492 Tremont St., Boston, 857-449-0443, sallyssandwiches.com.
Sofra Bakery & Cafe
When it comes to building a great breakfast sandwich, sometimes you have to think outside the bagel or brioche. Sofra certainly does. The perennially kinda-perfect Middle Eastern-inspired cafe from local legend Ana Sortun and similarly celebrated pastry chef Maura Kilpatrick puts out an amazing breakfast pita, in fact, filled with spicy sausage, orange, pickled peppers, olives, and feta. Pair it with some potent Turkish coffee, while you’re at it.
1 Belmont St., Cambridge, 617-661-3161, sofrabakery.com.
At his Union Square operation, Tim Wiechmann uses Montreal-style bagels—slim, crunchy, honey-sweetened, and baked in a wood-fired oven—as the basis for sandwiches like the cheffy sausage, egg, and cheese, which uses smoky gouda, tabasco-ketchup, and house made kielbasa (he’s the man behind neighboring Bavarian restaurant Bronwyn, after all). You can also build your own bagel sandwich, piling on everything from smoked salmon and fried eggs to roasted garlic and tarragon cream cheese, among other spreads.
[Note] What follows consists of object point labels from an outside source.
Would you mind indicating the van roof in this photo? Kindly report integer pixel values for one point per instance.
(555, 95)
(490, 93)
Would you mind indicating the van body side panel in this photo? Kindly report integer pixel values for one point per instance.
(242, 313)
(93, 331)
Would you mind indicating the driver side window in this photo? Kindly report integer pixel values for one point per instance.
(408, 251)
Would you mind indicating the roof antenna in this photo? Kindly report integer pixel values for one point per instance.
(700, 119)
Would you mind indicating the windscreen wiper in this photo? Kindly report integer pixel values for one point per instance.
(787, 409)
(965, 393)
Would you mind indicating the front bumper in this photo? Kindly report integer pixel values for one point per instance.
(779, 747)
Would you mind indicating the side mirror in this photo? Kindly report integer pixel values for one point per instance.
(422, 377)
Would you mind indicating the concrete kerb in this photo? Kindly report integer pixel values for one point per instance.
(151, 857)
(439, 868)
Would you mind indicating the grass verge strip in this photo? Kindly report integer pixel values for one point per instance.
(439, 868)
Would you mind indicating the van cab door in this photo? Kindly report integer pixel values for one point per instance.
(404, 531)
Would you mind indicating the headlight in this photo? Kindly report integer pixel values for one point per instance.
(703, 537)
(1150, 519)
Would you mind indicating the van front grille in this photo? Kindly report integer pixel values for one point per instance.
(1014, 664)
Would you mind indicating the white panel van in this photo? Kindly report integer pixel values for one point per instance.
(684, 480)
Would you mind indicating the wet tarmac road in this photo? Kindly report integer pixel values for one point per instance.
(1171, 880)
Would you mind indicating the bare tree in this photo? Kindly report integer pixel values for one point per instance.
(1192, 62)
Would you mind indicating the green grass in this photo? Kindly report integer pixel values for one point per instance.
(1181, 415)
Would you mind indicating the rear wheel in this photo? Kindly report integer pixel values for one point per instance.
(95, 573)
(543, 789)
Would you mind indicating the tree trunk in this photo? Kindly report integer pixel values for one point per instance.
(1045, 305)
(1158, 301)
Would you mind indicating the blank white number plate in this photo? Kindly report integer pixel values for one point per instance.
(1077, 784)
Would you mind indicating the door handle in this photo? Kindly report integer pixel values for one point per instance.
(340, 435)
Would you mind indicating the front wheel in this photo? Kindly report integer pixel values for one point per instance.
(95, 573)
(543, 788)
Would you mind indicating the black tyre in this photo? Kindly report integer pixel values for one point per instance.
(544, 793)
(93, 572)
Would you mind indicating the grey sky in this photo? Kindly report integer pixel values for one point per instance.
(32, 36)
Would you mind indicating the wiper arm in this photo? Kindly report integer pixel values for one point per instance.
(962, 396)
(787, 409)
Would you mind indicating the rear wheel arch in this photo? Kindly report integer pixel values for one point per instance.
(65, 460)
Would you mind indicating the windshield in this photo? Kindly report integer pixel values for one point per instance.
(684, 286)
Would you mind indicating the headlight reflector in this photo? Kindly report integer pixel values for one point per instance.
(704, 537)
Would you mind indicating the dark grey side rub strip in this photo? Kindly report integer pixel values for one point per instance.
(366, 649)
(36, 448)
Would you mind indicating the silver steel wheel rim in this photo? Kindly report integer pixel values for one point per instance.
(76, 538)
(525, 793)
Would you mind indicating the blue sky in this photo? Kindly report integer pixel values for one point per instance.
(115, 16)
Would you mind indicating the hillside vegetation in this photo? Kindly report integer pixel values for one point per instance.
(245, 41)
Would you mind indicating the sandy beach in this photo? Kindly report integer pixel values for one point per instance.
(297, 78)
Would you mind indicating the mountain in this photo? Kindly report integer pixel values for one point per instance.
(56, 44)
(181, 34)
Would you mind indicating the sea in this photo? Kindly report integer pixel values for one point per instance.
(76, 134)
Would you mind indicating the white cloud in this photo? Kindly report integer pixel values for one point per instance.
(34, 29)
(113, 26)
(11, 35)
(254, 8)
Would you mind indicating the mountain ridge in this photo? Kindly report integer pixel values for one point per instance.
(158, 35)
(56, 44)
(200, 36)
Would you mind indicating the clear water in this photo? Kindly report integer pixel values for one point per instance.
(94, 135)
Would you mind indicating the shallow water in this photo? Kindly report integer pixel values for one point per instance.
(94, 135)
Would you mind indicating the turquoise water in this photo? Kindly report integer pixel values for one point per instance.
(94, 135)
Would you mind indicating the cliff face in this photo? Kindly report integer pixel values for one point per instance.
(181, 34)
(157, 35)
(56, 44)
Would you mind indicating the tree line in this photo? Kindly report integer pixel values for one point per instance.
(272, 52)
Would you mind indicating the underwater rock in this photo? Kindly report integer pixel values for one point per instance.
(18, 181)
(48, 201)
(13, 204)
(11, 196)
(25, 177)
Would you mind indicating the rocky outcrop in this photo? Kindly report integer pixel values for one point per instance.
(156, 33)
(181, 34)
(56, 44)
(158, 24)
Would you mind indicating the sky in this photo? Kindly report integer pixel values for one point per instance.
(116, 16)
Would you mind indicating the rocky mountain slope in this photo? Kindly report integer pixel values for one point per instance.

258 Washington St., Somerville, turennebagels.com.
Pastry chef Sarah Murphy’s charming New England bakery distills the rural New Hampshire native’s knack for seasonality into sweet treats like wild blueberry muffins and maple walnut scones, as well as sandwiches (see: the Ham Jamboree with apple cider jelly and brie). Those sammies, by the way, can be made with buttermilk biscuits or Murphy’s famously fantastic English muffins; either is perfect for morning-time options like the Sausage McVinal (turkey with an over medium egg, cheddar, and spicy may0) and the G.O.A.T. (egg with goat cheese butter, pesto, and arugula).
222 Somerville Ave., Somerville, 617-718-0148, vinalbakery.com.